Quotidiano di enogastronomia, turismo, ristorazione e accoglienza
giovedì 10 luglio 2025  | aggiornato alle 12:51 | 113389 articoli pubblicati

Per Valentino Tafuri il segreto per una pizza digeribile è la cottura, non la lievitazione

Valentino Tafuri, pizzaiolo e co fondatore del Pizzificio 3 Voglie ci racconta la sua “ossessione” per gli impasti. Crea blend unici con farine tecniche e agricole e sfata il mito della digeribilità della pizza spiegando il ruolo della gelatinizzazione degli amidi tramite una cottura ottimale. Come formatore ritiene passione e fame di conoscenza le chiavi del successo

02 luglio 2025 | 13:01
Tafuri: «Il segreto per una pizza digeribile? La cottura, non la lievitazione»
Tafuri: «Il segreto per una pizza digeribile? La cottura, non la lievitazione»

Per Valentino Tafuri il segreto per una pizza digeribile è la cottura, non la lievitazione

Valentino Tafuri, pizzaiolo e co fondatore del Pizzificio 3 Voglie ci racconta la sua “ossessione” per gli impasti. Crea blend unici con farine tecniche e agricole e sfata il mito della digeribilità della pizza spiegando il ruolo della gelatinizzazione degli amidi tramite una cottura ottimale. Come formatore ritiene passione e fame di conoscenza le chiavi del successo

02 luglio 2025 | 13:01
 

Chi è Valentino Tafuri? Classe 1989, è pizzaiolo e co-fondatore del Pizzificio 3 Voglie di Battipaglia (Sa). Temprato da quella gavetta di “una volta” trova la sua strada nel mondo della pizza a 24 anni, un progetto che, in oltre un decennio, gli ha offerto la libertà di sperimentare, crescere e andare ben oltre i confini del classico disco di pasta, focalizzandosi in particolare sull'importanza cruciale degli impasti. Oggi è formatore e consulente per diverse realtà, ma più di tutto è artigiano dalla profonda conoscenza (seppur la giovane età) che gli permette di influenzare anche i professionisti più esperti. La sua storia è un esempio di che dimostra come nel mondo della pizza non si finisce mai di imparare.
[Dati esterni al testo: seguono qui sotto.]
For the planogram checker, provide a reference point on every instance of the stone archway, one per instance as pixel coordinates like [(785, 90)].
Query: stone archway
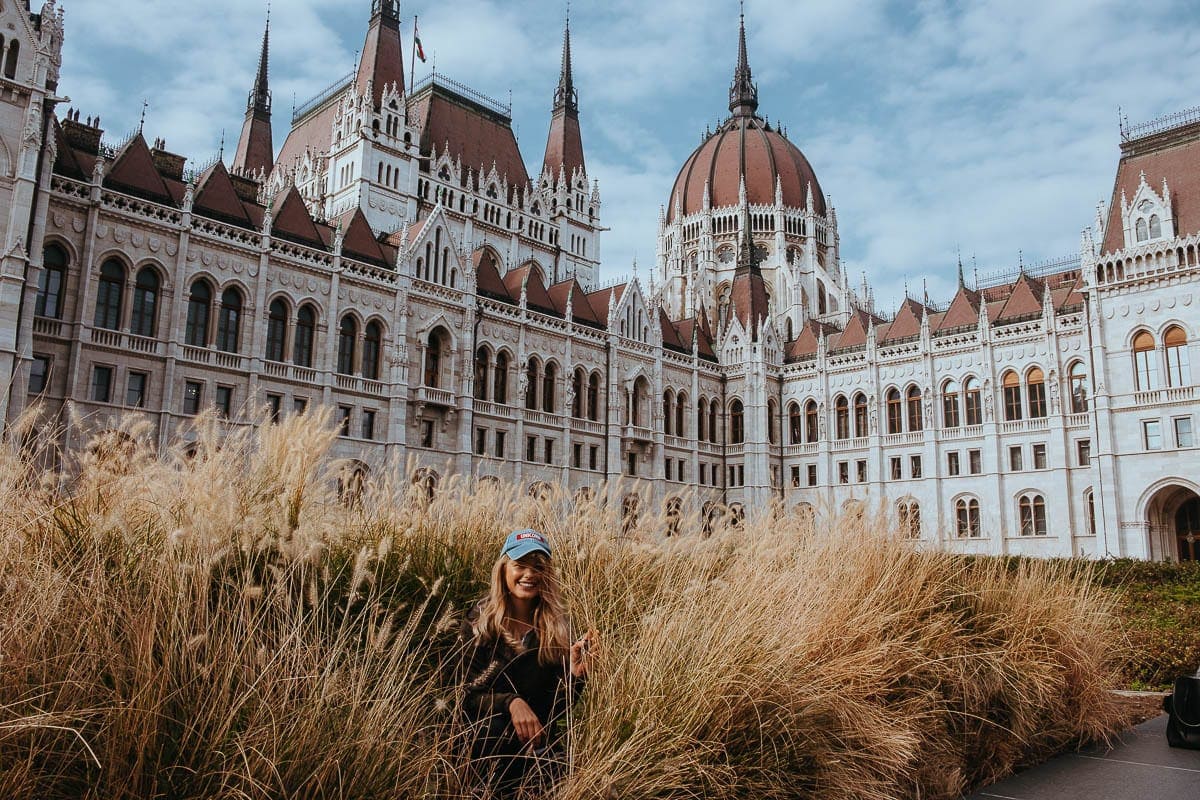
[(1174, 517)]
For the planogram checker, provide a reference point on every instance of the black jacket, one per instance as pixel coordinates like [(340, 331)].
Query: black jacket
[(495, 673)]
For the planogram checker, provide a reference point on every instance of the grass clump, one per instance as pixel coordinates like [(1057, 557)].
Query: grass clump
[(223, 626)]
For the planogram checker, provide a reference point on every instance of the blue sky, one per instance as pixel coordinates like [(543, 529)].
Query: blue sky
[(933, 125)]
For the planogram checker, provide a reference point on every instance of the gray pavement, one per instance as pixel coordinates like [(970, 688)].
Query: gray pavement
[(1140, 767)]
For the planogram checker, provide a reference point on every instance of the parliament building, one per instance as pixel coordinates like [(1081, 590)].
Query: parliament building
[(399, 262)]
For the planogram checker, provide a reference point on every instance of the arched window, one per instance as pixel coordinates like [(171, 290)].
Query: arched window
[(841, 417), (811, 423), (1012, 385), (306, 331), (547, 388), (972, 402), (795, 423), (108, 295), (229, 320), (580, 384), (433, 352), (532, 378), (481, 358), (1145, 361), (951, 404), (145, 302), (1036, 385), (1079, 392), (895, 411), (501, 379), (347, 342), (861, 416), (372, 347), (51, 282), (909, 513), (966, 518), (737, 422), (10, 65), (276, 329), (594, 397), (1179, 370), (913, 403), (1032, 509), (199, 301)]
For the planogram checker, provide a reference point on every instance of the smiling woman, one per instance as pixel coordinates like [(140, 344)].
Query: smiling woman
[(516, 661)]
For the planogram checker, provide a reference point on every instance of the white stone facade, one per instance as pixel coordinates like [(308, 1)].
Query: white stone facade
[(1092, 451)]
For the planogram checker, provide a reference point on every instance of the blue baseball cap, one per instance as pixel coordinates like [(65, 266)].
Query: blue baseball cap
[(522, 542)]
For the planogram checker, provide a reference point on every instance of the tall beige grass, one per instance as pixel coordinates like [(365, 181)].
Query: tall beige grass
[(225, 626)]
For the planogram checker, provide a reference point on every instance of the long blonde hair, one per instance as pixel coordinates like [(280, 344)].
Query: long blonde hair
[(549, 615)]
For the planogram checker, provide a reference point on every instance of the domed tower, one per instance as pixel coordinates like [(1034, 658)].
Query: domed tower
[(748, 169)]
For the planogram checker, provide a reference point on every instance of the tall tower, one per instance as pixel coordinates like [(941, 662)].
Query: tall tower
[(256, 154)]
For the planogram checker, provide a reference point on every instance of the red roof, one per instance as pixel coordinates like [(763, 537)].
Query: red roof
[(1025, 300), (216, 197), (359, 241), (564, 145), (487, 276), (745, 145), (581, 310), (906, 323), (1171, 154), (135, 173), (291, 220), (535, 290), (468, 131), (964, 311)]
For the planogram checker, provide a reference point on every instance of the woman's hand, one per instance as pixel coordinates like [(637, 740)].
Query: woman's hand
[(581, 655), (526, 722)]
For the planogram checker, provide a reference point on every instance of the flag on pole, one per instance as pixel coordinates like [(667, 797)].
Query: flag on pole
[(417, 42)]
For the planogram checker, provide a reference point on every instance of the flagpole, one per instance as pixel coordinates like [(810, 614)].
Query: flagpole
[(412, 71)]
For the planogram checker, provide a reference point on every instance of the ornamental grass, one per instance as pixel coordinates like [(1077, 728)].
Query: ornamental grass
[(221, 624)]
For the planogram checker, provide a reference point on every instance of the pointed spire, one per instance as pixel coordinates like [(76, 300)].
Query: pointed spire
[(565, 97), (743, 91), (256, 149), (261, 95)]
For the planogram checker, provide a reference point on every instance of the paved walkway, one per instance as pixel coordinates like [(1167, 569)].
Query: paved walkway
[(1140, 767)]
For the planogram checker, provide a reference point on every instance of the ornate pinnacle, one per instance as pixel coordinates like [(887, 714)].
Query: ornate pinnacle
[(743, 91), (565, 96)]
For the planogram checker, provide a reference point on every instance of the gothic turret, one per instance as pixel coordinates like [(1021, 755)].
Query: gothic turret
[(564, 146), (382, 64), (743, 91), (256, 152)]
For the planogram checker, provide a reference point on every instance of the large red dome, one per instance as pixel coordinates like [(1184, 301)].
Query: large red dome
[(744, 145)]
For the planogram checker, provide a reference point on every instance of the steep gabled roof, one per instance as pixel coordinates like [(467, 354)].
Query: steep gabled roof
[(291, 220), (1025, 300), (468, 131), (855, 334), (133, 172), (358, 239), (671, 337), (535, 290), (600, 299), (216, 197), (487, 277), (964, 311), (695, 326), (581, 310), (906, 323)]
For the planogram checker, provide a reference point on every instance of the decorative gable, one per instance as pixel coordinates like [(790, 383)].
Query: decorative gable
[(1149, 216)]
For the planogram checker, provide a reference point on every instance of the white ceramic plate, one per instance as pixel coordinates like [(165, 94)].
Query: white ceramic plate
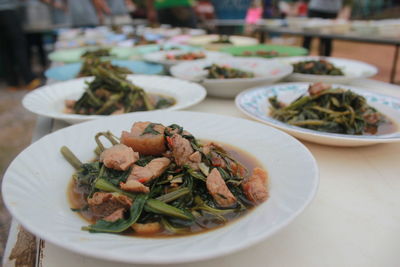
[(352, 69), (49, 100), (209, 39), (34, 189), (254, 103), (266, 71), (160, 57)]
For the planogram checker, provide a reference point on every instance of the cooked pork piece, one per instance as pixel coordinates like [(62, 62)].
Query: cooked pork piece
[(119, 157), (152, 170), (134, 186), (116, 215), (219, 190), (103, 204), (255, 187)]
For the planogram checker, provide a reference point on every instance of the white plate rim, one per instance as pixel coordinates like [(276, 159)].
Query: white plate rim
[(287, 70), (77, 117), (159, 56), (367, 139), (290, 60)]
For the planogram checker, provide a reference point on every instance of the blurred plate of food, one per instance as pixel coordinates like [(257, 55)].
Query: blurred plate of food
[(75, 54), (173, 57), (265, 51), (75, 70), (337, 115), (111, 93), (328, 69), (217, 42), (229, 76)]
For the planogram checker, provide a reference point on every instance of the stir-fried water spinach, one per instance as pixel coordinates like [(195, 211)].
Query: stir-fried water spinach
[(317, 67), (111, 92), (90, 63), (224, 72), (328, 109), (263, 53), (162, 182), (101, 52)]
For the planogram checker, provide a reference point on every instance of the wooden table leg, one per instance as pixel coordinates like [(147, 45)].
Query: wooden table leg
[(394, 67)]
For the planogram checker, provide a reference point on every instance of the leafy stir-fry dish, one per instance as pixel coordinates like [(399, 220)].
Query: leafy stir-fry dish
[(186, 56), (222, 39), (101, 52), (112, 93), (162, 181), (91, 63), (224, 72), (327, 109), (317, 67), (263, 53)]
La pizza secondo Valentino Tafuri: l'importanza dell'impasto

Il concetto di pizza secondo Tafuri è stratificato e si basa sulla ricerca e sulla lavorazione degli impasti. «Ne proponiamo diversi», spiega, rivelando l'approccio che caratterizza il suo locale: offrire al cliente non solo l'impasto classico, ma anche alternative come l'integrale o il farro. Questi impasti speciali vengono prodotti una volta a settimana e poi abbattuti, un metodo che riflette una precisa filosofia di lavoro che punta alla standardizzazione, ma lo affronteremo più avanti.
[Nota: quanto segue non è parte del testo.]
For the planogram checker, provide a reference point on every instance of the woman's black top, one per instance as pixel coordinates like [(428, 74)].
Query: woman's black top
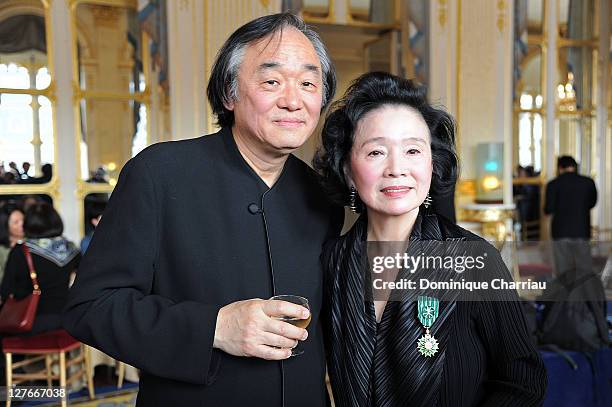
[(54, 259), (486, 356)]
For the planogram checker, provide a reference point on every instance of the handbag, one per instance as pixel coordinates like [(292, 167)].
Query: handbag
[(17, 316)]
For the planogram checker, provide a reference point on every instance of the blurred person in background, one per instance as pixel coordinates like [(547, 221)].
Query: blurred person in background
[(569, 199), (11, 231), (54, 258)]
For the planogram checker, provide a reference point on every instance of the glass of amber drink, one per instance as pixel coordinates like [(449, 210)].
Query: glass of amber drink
[(299, 322)]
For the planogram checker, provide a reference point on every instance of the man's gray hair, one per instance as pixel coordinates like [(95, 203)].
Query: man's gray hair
[(223, 83)]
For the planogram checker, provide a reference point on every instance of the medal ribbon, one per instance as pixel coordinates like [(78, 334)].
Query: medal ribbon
[(427, 310)]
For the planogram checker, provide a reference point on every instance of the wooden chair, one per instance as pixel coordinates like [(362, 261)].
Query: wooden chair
[(43, 347)]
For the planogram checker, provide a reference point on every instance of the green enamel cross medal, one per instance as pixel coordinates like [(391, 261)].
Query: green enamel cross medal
[(427, 308)]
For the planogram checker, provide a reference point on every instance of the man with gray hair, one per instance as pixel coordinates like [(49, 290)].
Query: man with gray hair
[(176, 278)]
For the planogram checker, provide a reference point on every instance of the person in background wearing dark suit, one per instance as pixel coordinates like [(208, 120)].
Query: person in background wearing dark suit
[(569, 199), (199, 233)]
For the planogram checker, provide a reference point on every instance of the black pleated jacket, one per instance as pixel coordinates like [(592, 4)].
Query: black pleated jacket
[(486, 356), (189, 228)]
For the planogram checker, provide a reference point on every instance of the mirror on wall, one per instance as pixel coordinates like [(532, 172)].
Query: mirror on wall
[(112, 84), (106, 145), (374, 11), (316, 8), (26, 109)]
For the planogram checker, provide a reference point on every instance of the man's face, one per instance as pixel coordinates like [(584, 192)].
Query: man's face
[(280, 91)]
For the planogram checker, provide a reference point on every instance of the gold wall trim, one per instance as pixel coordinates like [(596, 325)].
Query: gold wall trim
[(113, 3), (310, 17), (501, 16), (442, 10), (458, 79)]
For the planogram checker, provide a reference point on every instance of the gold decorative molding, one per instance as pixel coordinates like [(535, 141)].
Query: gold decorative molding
[(466, 187), (501, 15), (107, 16), (442, 10)]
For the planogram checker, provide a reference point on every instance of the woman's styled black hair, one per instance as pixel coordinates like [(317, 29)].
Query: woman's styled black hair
[(223, 84), (369, 92), (42, 220)]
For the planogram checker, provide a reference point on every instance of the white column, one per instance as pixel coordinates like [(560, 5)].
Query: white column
[(603, 210), (504, 110), (36, 142), (551, 123), (187, 79), (61, 66)]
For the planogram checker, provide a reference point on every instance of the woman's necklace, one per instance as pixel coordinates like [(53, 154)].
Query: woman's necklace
[(427, 308)]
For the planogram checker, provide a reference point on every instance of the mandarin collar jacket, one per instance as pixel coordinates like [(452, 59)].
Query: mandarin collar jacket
[(190, 228)]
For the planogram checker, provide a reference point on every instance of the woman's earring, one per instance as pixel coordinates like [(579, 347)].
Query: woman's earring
[(353, 199), (427, 202)]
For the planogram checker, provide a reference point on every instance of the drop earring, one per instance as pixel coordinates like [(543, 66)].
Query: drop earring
[(427, 202), (353, 199)]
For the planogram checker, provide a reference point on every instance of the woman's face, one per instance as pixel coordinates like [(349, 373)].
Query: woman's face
[(390, 161), (16, 225)]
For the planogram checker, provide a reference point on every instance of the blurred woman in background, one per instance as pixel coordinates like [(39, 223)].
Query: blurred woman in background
[(11, 231), (54, 258)]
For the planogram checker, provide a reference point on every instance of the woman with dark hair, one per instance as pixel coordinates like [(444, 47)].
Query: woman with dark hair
[(386, 152), (11, 231), (54, 259)]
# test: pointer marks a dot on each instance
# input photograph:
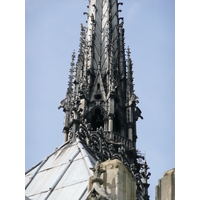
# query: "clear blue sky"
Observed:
(52, 33)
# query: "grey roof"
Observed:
(62, 175)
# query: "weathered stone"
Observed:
(117, 181)
(165, 190)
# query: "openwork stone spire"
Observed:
(101, 106)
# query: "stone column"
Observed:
(118, 181)
(110, 123)
(65, 134)
(130, 131)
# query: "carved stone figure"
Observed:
(97, 192)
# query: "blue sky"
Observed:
(52, 33)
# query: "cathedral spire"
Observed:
(103, 112)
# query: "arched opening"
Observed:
(97, 119)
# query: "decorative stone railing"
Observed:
(112, 136)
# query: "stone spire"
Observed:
(103, 111)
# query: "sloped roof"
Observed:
(62, 175)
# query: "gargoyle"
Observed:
(97, 191)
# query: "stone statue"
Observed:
(97, 192)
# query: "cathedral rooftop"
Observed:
(63, 174)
Per Valentino Tafuri il segreto per una pizza digeribile è la cottura, non la lievitazione

Il concetto di pizza per Tafuri è stratificato e si basa sulla ricerca e sulla lavorazione degli impasti

La sua è una pizza campana, caratterizzata da morbidezza e un cornicione non eccessivamente pronunciato, di circa due centimetri. È una pizza che «sa un po' di pane" e che, nell'impasto classico, prevede già l'aggiunta di farro integrale. «Cerchiamo sempre di “sporcare” gli impasti», afferma, un'espressione che sottolinea la ricerca di complessità e profondità nel gusto. La cottura avviene a una temperatura di 380°C, un fattore cruciale che conferisce un sapore deciso e distintivo all'impasto al momento dell'assaggio. Oggi, nel suo locale, l'offerta è vastissima: oltre alla tradizionale tonda, si trovano il padellino, il "Moris" (un impasto con pistacchio), e il "Pop", a testimonianza di una crescita che, per Valentino, è sempre stata focalizzata sugli impasti. «Mentre oggi vai in delle pizzerie e mangi dei topping stellati - illustra - la mia esperienza e la mia crescita è sempre vocata invece agli impasti».
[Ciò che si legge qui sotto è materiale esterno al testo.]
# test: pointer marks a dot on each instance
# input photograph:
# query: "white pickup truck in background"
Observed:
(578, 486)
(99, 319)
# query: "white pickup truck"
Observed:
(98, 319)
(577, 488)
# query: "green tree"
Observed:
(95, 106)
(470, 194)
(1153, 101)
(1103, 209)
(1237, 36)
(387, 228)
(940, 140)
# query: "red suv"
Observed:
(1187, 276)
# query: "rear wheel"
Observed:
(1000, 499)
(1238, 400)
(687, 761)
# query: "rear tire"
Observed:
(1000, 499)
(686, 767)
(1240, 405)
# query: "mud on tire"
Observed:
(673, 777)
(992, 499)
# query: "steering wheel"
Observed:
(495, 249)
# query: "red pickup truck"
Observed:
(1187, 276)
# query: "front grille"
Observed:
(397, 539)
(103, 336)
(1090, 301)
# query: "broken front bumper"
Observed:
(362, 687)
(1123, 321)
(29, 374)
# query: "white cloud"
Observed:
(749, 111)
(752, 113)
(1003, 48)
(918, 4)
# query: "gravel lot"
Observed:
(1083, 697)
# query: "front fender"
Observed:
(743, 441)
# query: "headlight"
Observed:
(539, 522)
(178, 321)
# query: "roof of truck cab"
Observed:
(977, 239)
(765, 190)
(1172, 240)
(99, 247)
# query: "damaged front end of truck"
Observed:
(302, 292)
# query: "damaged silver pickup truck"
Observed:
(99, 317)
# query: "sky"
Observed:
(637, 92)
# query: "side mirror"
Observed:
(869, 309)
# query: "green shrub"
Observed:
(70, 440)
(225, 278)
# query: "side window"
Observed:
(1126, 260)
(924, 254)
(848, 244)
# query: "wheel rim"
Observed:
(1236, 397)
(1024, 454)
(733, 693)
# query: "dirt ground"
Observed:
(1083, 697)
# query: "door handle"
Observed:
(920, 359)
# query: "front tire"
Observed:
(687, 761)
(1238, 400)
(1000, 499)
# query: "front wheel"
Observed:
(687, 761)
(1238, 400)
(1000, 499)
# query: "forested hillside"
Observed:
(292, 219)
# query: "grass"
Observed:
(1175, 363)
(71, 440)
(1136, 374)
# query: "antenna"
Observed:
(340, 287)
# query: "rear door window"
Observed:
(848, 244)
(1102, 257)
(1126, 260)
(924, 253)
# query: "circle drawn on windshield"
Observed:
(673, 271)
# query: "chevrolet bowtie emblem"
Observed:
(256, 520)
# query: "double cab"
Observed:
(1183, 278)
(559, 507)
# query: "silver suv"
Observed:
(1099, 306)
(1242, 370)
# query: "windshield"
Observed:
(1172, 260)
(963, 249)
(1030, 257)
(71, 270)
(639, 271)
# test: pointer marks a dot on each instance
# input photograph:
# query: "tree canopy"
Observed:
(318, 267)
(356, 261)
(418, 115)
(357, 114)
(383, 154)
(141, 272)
L'alchimia delle farine: la scelta dei produttori

Un aspetto fondamentale per ogni pizzaiolo è anche la scelta dei marchi e delle materie prime. Valentino Tafuri rivela una predilezione per Molino Mariani, ma non nasconde un grande apprezzamento per la Petra 9 di Quaglia, che ritiene a suo avviso «la farina integrale migliore». Tuttavia, il segreto dei suoi impasti non si può attribuire ad  un unico produttore, bensì in un'attenta combinazione. «Con la Paolo Mariani - spiega - riesci a fare un ottimo lavoro di standardizzazione nel tempo», racconta, ma il suo approccio si spinge oltre i mulini più noti, seguendo una logica di ricerca e valorizzazione del territorio.

Per Valentino Tafuri il segreto per una pizza digeribile è la cottura, non la lievitazione

Valentino Tafuri, pizzaiolo e co-fondatore del Pizzificio 3 Voglie di Battipaglia (Sa)

«Ci affidiamo per esempio ad agricoltori della zona, come nel caso di Terre di Resilienza con Antonio Pellegrino, un produttore del Cilento», racconta. Qui trova la Segale Iermana e il Grano Abbondanza, grani antichi meno diffusi, o si rivolge a «Gabriele Petrone in un paesino sperduto del Cilento che produce il Grano Saragolla o il Grano Carosella». Questa è la vera forza del suo metodo: «Prediligo l'abbinamento di farine come quelle di Petra o Paolo Mariani, insieme a quelle di produzione più agricola/artigianale». L'unione di queste componenti dà vita al suo impasto integrale distintivo, dove il 30% è farina agricola e il 70% farina tecnica, un «connubio che possa dare il migliore risultato desiderato».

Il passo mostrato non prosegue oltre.